Ad-hoc exploration and visualization
Dashboards and KPIs
Does Quicksight support MFA?
Yes
Does QuickSight support row and column level security?
Yes. Row level security is available in standard, but column level security is only available in the enterprise edition.
What data security permissions need to be added to Quicksight?
You need to make sure QuickSight can access your data.
You need to create IAM policies that restrict what data in S3 users can see.
Can quicksight access RedShift data in other regions?
No. Quicksight can only acces Redshift data in the same region.
How do you access RedShift data to get data from another region using quicksight standard?
Use an inbound security group to allow access to Redshift from the Quicksight IP range.
If you want to keep QuickSight in a private VPC, what version do you need?
Enterprise Edition
How do you access RedShift data to get data from another region using enterprise?
Use private subnets and peering connections. Route tables will tie it together. It can be used for cross account access using transit Gateway
If you want to use an Active Directory connector for quicksight, what version do you need?
Enterprise edition
Can you use customer managed keys in Quicksight?
No. Enterprise edition allows you to use KMS.
What is Quicksight Q?
An NLP interface on top of QuickSight
Can Spice be added to a user?
Yes.

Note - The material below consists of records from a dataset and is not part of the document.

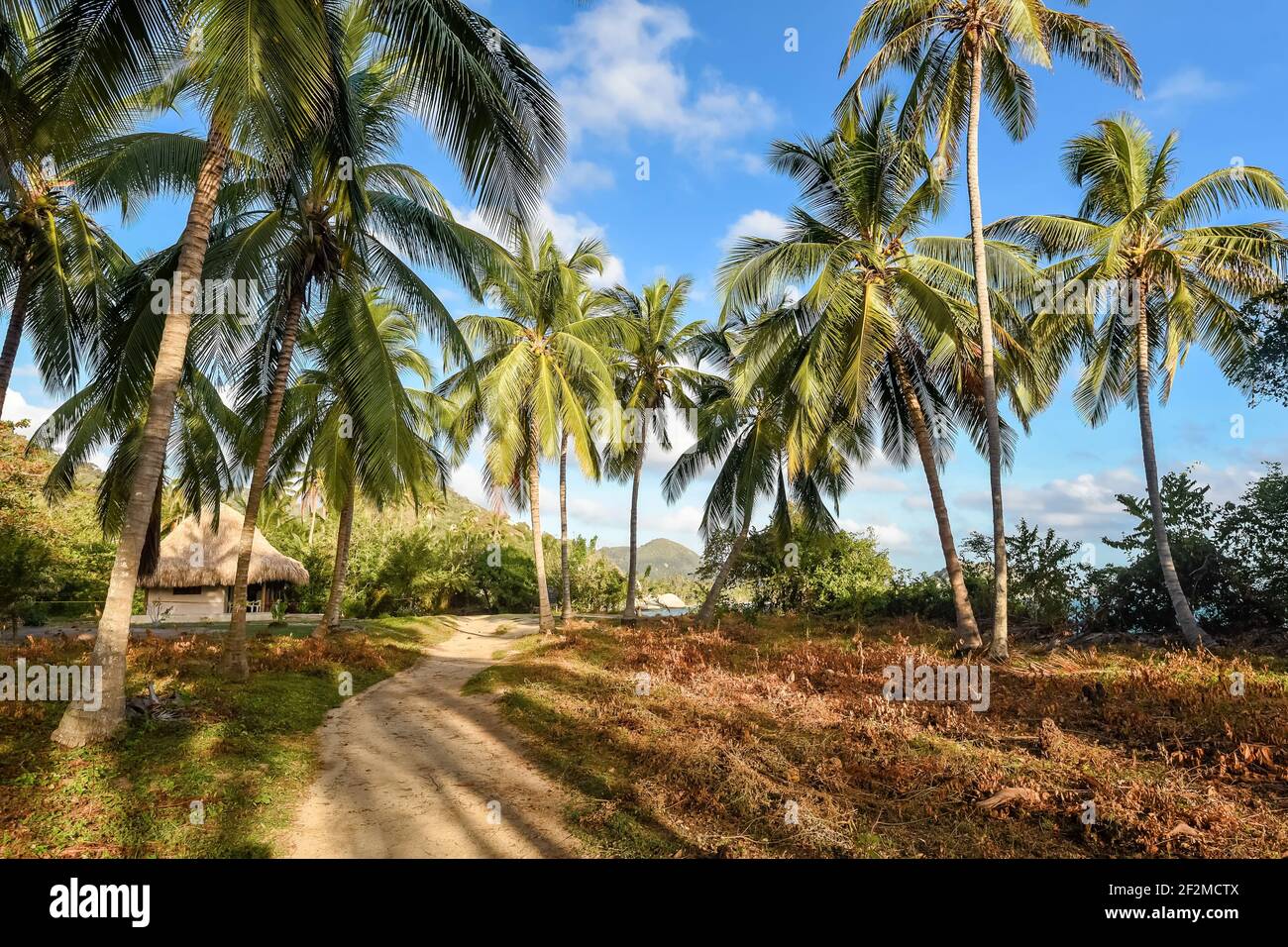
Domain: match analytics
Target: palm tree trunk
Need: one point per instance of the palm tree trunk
(539, 554)
(708, 605)
(1190, 630)
(967, 631)
(997, 648)
(629, 613)
(235, 644)
(344, 530)
(566, 611)
(13, 335)
(80, 727)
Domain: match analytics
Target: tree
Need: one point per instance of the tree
(540, 375)
(274, 71)
(889, 312)
(351, 420)
(745, 436)
(55, 262)
(958, 52)
(1265, 372)
(366, 215)
(588, 305)
(1138, 279)
(652, 377)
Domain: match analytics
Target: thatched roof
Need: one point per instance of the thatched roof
(218, 556)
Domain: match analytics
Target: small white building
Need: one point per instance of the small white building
(197, 566)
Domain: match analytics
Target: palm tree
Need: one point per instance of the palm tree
(110, 411)
(958, 52)
(352, 423)
(652, 377)
(540, 375)
(889, 312)
(1181, 281)
(55, 262)
(402, 218)
(745, 437)
(271, 72)
(588, 305)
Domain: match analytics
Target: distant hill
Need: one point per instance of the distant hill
(668, 558)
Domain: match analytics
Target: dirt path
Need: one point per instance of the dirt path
(413, 770)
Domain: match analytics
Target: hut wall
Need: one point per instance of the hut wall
(206, 603)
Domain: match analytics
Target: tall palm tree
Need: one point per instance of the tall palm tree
(1183, 281)
(743, 434)
(889, 312)
(541, 373)
(55, 262)
(402, 218)
(274, 72)
(958, 53)
(653, 376)
(110, 411)
(589, 304)
(351, 420)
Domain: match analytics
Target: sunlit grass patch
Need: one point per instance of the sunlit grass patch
(773, 738)
(245, 753)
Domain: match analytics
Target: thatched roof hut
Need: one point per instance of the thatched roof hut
(196, 554)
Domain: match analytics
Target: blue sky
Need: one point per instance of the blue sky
(699, 89)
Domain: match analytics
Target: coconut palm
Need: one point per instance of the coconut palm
(958, 53)
(55, 262)
(351, 420)
(541, 373)
(743, 436)
(589, 304)
(652, 377)
(273, 73)
(402, 218)
(108, 412)
(1180, 281)
(889, 311)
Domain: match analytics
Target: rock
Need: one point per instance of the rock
(1012, 793)
(1050, 738)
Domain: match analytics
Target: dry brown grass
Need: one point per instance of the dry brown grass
(746, 719)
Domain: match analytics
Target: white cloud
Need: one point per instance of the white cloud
(1190, 85)
(18, 408)
(570, 230)
(1085, 504)
(756, 223)
(581, 176)
(682, 519)
(468, 480)
(616, 69)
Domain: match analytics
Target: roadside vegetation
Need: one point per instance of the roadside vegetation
(245, 755)
(739, 729)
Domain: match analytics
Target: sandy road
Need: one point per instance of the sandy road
(413, 770)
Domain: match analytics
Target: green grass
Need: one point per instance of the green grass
(739, 722)
(246, 754)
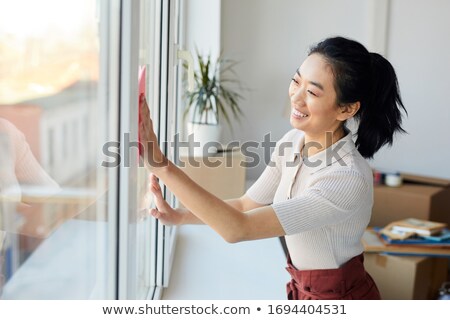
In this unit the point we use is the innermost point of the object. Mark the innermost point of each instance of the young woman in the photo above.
(319, 192)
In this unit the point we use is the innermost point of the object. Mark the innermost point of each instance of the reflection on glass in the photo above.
(145, 264)
(52, 221)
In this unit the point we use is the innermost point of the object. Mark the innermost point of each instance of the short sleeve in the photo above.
(332, 198)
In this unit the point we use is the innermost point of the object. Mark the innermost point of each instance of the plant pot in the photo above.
(206, 138)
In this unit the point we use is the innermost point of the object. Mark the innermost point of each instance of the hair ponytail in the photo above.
(370, 79)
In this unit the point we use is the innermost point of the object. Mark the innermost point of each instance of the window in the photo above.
(73, 224)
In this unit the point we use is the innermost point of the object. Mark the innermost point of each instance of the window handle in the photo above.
(187, 56)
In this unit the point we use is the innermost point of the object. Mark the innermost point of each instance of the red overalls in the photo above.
(349, 282)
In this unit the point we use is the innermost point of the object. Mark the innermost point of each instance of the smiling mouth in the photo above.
(298, 114)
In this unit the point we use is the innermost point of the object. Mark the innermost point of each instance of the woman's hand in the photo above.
(149, 149)
(163, 212)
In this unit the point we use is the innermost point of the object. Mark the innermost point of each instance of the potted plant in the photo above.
(213, 99)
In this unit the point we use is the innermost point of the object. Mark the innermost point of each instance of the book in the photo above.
(421, 227)
(417, 241)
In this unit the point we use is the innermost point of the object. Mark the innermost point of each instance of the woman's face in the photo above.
(313, 98)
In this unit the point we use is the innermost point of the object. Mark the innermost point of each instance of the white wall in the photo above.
(202, 26)
(271, 38)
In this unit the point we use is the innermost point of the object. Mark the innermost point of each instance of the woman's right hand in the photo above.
(163, 211)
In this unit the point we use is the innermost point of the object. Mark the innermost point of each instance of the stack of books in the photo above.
(409, 237)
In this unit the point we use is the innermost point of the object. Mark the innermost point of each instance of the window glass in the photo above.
(54, 213)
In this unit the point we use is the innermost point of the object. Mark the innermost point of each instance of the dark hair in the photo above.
(370, 79)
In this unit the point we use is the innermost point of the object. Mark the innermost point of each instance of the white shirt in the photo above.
(323, 202)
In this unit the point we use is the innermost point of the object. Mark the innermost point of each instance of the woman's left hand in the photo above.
(148, 148)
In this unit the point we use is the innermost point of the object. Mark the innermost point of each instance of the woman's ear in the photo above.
(348, 110)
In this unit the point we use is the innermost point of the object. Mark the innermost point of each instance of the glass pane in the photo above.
(53, 209)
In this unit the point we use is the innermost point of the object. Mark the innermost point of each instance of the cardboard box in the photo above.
(418, 197)
(406, 278)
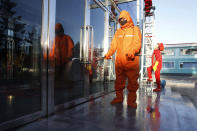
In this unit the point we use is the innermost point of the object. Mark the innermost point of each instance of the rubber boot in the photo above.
(158, 89)
(118, 98)
(131, 101)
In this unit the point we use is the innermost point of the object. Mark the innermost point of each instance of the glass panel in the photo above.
(189, 65)
(168, 65)
(188, 51)
(69, 74)
(20, 33)
(168, 52)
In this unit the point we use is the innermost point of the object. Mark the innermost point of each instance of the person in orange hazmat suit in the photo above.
(156, 65)
(126, 42)
(62, 51)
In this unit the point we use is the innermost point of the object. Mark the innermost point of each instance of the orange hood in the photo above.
(124, 14)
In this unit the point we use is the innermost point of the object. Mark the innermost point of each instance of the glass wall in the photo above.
(69, 75)
(188, 51)
(188, 65)
(168, 52)
(168, 65)
(20, 53)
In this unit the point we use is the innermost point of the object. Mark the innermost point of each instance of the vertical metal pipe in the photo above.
(138, 12)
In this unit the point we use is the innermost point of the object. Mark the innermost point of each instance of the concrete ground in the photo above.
(168, 110)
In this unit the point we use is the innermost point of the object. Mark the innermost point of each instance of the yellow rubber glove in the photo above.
(155, 66)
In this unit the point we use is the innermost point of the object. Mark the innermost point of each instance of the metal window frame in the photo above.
(36, 115)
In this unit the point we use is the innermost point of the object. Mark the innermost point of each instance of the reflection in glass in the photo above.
(188, 51)
(68, 71)
(168, 65)
(20, 25)
(168, 52)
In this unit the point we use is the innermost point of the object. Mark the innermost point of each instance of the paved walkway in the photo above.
(156, 111)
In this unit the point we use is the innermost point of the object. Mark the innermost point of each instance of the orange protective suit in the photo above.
(127, 43)
(61, 53)
(62, 49)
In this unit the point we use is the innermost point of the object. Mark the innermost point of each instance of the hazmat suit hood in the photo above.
(59, 30)
(124, 14)
(161, 47)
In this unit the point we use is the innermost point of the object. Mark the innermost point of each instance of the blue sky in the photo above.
(176, 21)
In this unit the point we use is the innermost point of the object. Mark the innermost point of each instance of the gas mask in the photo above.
(122, 21)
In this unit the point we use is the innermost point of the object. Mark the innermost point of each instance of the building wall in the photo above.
(178, 63)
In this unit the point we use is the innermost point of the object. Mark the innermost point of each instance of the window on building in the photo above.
(168, 65)
(188, 65)
(188, 51)
(168, 52)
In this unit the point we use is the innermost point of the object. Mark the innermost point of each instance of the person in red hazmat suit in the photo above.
(62, 52)
(156, 65)
(126, 43)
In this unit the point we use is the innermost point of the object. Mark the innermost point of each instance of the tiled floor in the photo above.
(165, 111)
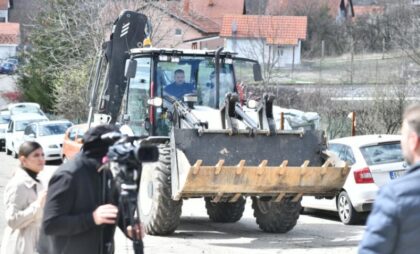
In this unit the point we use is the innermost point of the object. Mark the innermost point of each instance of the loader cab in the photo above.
(155, 72)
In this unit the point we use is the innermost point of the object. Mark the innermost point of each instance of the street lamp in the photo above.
(352, 116)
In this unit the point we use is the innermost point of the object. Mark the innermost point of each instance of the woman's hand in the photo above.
(42, 196)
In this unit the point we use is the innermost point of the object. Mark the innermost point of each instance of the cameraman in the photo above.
(81, 210)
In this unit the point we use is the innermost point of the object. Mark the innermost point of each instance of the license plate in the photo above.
(395, 174)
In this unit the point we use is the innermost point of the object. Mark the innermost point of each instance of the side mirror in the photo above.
(155, 102)
(130, 68)
(257, 72)
(190, 99)
(147, 153)
(252, 104)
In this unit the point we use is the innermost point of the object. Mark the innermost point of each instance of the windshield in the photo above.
(382, 153)
(21, 125)
(25, 109)
(195, 75)
(53, 129)
(4, 119)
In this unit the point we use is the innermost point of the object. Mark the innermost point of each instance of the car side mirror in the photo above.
(130, 68)
(257, 72)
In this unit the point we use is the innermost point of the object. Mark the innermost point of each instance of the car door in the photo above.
(324, 203)
(385, 161)
(29, 134)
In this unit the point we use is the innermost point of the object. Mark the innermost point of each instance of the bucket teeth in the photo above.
(197, 166)
(219, 166)
(240, 167)
(262, 166)
(279, 197)
(235, 198)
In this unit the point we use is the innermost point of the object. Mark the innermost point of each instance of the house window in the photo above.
(280, 51)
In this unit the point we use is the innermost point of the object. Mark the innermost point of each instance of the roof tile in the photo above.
(279, 30)
(9, 33)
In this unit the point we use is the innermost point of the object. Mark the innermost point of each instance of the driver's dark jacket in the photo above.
(74, 192)
(394, 223)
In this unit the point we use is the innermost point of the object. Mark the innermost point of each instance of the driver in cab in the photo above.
(179, 87)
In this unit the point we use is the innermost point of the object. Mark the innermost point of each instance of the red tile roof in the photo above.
(9, 33)
(361, 10)
(279, 30)
(290, 7)
(4, 4)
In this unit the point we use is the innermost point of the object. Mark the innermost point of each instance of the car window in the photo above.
(72, 134)
(53, 129)
(21, 125)
(80, 133)
(382, 153)
(4, 119)
(28, 130)
(346, 154)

It is billed by additional GB of spice needed.
Is encryption at-rest included in the standard version of QuickSight?
No
Can you embed dashboards into 3rd party apps using QuickSight?
Yes, using the Javascript SDK
What needs to be done for embedded dashboards to work on a 3rd party site using QuickSight?
Domain Whitelisting
What ML capabilities does QuickSight have?
anomaly detection
forecasting - seasonality and trends over times. imputes missing values
autonarratives - a story of your data in paragraph format.
Suggested insights - helps decide which feature is right for your dataset.